Voici un exemple de _droplet_ (par ailleurs parfaitement inutile ) qui utilise le Finder pour renommer le fichier glissé sur son icône.
Copie le code et colle-le dans la fenêtre de l'Éditeur de scripts, puis enregistre le document en tant qu'application.

on open theSelection
repeat with thisItem from 1 to (count every item in theSelection as list)
set thisItem to item thisItem of (theSelection as list)
if folder of (info for thisItem) is false then
set oldName to name of (info for thisItem)
display dialog "Entrez un nouveau nom :" default answer oldName buttons {"Annuler", "Renommer"} default button 2 with icon note
if button returned of the result is "Renommer" then
set newName to text returned of the result
tell application "Finder" to set name of thisItem to newName​else
return​end if​end if​end repeat​end open

P.S. : J'ai choisi de faire en sorte que ça ne fonctionne qu'avec des fichiers.
Pour que ça marche avec des dossiers, il suffit de supprimer la boucle conditonnelle "if folder of (info for thisItem) is false then" / "end if".


----------



## Danheux (2 Mars 2005)

Didier Guillion a dit:
			
		

> Perso, et pour eviter tout probleme j'utilise le shell:
> (**********************************************************************************************************
> Rename
> **********************************************************************************************************)
> ...




D'abord merci à vous qui avez répondus.
Pour faire le test, j'ai créé avec TextEdit sur le bureau un fichier texte nommé "Jour" que je voudrais changer en "Nuit".
Malheureusement je ne parviens pas à trouver l'astuce pour que _oldname_ et _newname_ soient considérés comme noms de fichiers. Quoi que j'aie essayé, notamment avec _reference_ 

set Jour to a reference to (the name of file "Jour" of desktop) 

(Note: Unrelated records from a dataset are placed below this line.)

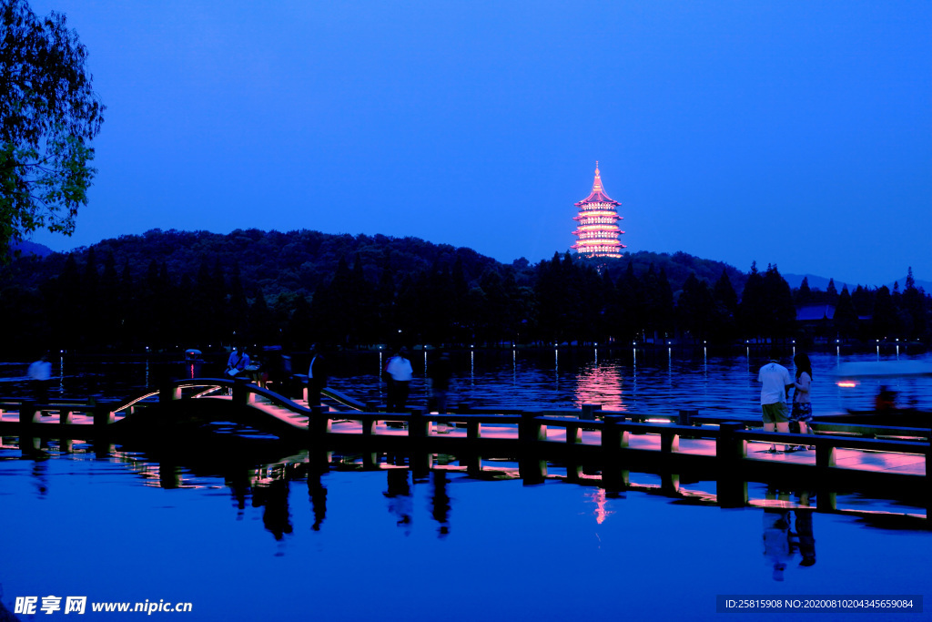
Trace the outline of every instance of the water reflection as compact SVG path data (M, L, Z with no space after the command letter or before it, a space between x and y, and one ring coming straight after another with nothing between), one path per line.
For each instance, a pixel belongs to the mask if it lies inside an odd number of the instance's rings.
M784 580L787 567L795 560L797 553L802 557L800 566L816 564L814 509L806 507L810 494L799 493L800 505L792 503L792 494L773 488L768 489L766 493L762 515L763 555L772 568L774 581Z
M413 502L407 469L389 469L387 474L389 488L382 494L389 500L389 513L395 517L395 524L404 528L404 535L411 535Z
M624 384L618 367L592 365L580 372L573 400L580 405L600 404L603 410L627 410Z

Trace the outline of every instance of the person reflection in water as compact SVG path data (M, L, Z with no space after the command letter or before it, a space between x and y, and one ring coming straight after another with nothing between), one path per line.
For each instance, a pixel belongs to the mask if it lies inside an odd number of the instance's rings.
M314 524L311 529L320 532L321 524L327 518L327 489L321 481L320 473L308 475L308 495L310 497L310 505L314 511Z
M440 523L437 537L445 538L450 532L450 497L446 494L446 471L433 471L432 475L433 496L431 498L431 509L433 519Z
M813 511L797 508L796 533L790 534L790 542L802 556L801 566L812 566L816 563L816 537L813 535Z
M788 502L789 495L767 491L768 501ZM787 563L792 559L789 547L789 510L775 504L763 511L763 556L774 566L774 580L783 581Z
M288 509L288 482L273 479L253 489L253 507L265 507L262 522L276 540L292 532L291 511Z
M398 518L397 524L404 528L404 535L411 534L411 486L407 480L407 469L389 469L389 490L383 492L389 499L389 512Z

mais ça recueille le string "Jour" et non le nom du fichier "Jour".

En fait je cherche à bousiller au moyen d'une appli cliquable un fichier de préférence situé dans le Dossier Préférences de Classic. L'idée était de créer avec l'intruction _make_ un fichier vide et de l'envoyer _with replacing_ à la bonne place. Et bien, ça ne se substitue pas la cible et on remarque une légère différence de formatage entre les nom des deux fichiers.
Il y a quelque temps j'avais essayé d'obtenir un résultat similaire avec _move to Trash_ ou _delete_. Ca marche pô non plus, le message d'erreur étant _no such file_.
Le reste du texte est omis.